Lekatt wrote:It happens for no reason at all in randomness. No matter how you try to argue for randomness, that argument will fail. Carbon dating depends on order, physical laws depends on order, science depends on order, even evolution depends on order.
Here again, you rely upon a statement from authority, and the only authority in evidence is your assertion of your opinion. In fact, carbon dating depends up the degredation of a specific carbon isotope--precisely because it is not in a steady state, it is possible to know how long it has been since the carbon containing the isotope was included in the item being dated.

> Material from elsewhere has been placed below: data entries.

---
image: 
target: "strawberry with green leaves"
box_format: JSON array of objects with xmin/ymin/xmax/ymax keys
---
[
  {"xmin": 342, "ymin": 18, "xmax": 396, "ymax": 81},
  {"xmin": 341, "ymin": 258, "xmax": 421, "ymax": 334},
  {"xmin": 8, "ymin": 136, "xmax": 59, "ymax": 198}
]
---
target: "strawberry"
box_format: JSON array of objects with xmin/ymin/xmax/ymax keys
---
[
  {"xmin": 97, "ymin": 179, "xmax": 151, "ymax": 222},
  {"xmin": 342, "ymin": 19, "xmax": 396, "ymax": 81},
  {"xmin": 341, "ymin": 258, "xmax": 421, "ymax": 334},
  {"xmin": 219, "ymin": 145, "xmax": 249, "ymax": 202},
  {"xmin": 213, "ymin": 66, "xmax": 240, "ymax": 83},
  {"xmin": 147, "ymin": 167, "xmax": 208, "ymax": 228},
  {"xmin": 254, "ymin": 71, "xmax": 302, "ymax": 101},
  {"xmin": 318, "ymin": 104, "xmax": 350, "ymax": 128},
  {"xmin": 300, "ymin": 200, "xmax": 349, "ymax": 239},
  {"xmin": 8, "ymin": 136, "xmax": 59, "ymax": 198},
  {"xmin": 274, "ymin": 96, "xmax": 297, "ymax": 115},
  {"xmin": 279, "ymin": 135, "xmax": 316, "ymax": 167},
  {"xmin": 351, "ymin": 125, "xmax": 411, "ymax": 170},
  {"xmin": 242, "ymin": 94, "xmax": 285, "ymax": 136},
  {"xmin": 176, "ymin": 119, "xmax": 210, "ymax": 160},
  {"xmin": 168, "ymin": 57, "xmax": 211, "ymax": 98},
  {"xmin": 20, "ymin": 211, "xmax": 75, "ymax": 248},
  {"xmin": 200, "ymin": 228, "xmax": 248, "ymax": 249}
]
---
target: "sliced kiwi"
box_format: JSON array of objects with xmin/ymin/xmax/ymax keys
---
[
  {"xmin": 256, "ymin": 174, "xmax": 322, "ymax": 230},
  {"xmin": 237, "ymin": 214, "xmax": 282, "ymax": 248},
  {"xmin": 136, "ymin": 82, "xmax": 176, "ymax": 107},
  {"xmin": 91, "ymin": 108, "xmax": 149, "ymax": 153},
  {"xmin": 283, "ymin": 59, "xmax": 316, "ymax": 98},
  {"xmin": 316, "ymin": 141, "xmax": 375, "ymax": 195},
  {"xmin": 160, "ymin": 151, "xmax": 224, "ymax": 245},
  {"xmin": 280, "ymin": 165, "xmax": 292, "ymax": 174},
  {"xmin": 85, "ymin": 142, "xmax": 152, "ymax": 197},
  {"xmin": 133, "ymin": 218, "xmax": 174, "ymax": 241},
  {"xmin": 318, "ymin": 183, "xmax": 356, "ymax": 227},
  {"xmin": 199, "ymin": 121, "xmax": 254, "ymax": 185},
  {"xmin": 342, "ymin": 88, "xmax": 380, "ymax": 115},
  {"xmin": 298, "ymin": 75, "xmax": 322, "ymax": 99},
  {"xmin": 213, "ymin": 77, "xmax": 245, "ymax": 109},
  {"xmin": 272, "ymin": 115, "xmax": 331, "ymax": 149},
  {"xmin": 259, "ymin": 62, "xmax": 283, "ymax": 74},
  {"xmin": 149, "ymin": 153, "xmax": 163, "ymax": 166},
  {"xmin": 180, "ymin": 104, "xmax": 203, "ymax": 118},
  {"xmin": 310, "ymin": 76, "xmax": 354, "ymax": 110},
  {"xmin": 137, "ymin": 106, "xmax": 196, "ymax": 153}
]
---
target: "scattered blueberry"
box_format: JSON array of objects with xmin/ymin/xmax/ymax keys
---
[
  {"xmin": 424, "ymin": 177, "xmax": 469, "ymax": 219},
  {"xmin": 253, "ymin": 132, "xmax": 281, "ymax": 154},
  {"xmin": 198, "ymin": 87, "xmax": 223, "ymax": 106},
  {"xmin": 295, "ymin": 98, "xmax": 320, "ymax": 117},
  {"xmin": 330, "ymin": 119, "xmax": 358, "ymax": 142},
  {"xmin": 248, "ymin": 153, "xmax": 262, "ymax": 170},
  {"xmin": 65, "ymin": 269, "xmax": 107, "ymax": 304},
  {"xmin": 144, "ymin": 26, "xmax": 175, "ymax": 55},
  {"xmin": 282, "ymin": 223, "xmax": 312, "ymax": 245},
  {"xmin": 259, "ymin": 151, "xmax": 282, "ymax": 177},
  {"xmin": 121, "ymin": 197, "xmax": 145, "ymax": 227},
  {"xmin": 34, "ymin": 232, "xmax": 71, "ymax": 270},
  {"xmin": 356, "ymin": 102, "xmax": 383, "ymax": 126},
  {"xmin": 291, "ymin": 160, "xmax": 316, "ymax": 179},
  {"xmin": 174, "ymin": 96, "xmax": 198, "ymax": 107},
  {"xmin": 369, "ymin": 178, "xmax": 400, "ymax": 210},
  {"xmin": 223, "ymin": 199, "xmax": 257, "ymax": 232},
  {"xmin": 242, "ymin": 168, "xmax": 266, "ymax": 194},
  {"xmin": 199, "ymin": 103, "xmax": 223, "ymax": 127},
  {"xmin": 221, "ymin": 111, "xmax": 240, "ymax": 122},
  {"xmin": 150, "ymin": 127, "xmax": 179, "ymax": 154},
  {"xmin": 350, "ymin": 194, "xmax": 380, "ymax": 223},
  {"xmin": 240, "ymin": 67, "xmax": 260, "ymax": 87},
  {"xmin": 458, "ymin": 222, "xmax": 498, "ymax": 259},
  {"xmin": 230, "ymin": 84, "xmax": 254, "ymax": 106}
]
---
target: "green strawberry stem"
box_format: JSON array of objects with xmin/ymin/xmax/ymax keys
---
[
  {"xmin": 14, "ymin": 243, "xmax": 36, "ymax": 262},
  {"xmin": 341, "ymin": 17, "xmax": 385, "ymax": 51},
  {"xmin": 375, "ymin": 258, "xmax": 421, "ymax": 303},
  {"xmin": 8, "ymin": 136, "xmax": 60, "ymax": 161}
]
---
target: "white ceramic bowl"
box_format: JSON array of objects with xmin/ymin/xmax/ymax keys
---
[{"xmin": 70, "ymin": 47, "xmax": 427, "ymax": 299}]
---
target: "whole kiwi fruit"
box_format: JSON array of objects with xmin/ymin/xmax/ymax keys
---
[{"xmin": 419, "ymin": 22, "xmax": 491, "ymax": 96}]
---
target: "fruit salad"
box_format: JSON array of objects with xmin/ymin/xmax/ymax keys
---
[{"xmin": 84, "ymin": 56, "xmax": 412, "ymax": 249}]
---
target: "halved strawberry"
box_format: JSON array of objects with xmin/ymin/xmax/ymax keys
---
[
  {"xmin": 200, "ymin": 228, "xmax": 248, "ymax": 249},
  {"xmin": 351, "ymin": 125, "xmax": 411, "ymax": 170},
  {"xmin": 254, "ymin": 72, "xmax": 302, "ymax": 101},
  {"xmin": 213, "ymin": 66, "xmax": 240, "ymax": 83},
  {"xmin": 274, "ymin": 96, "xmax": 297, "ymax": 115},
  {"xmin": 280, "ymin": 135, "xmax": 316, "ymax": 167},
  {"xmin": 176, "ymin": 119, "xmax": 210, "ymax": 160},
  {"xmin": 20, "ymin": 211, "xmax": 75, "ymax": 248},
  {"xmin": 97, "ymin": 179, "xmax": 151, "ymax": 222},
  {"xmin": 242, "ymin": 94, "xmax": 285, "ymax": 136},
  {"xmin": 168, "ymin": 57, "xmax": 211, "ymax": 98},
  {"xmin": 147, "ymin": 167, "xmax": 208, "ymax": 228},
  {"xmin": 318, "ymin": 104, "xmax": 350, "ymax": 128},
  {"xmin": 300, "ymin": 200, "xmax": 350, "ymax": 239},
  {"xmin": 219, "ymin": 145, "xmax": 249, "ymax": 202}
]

You are either incapable of assimilating the concept, or are willfully ignoring that the order of which you speak is imposed by the observer. Physical laws do not depend on order, our expression of what we believe to be true about the physical universe depends upon an orderly expression which allows others to comprehend. The universe is supremely indifferent to your existence or mine. Certainly science, and any theoretical sub-set of science such as evolution depend upon order--but it is the order imposed by the observer to facilitate comprehension. In the specific case of evolution, mutations occur randomly. If in the presence of such random mutations, the environmental circumstances in which the studied species exists have change in such a way as to favor the reproductive opportunity of the mutated individuals, natural selection will occur. If not, than the mutated individuals have no enhanced breeding opportunity, or even less opportunity, and will only recur in the species as a random mutation.
I rather think the idea of a lack of order frightens you. Why cannot you conceive of the possibility that randomness facilitates the development of life forms, and that the inability to change spells death, sooner or later, and very likely sooner rather than later, for the class under discussion?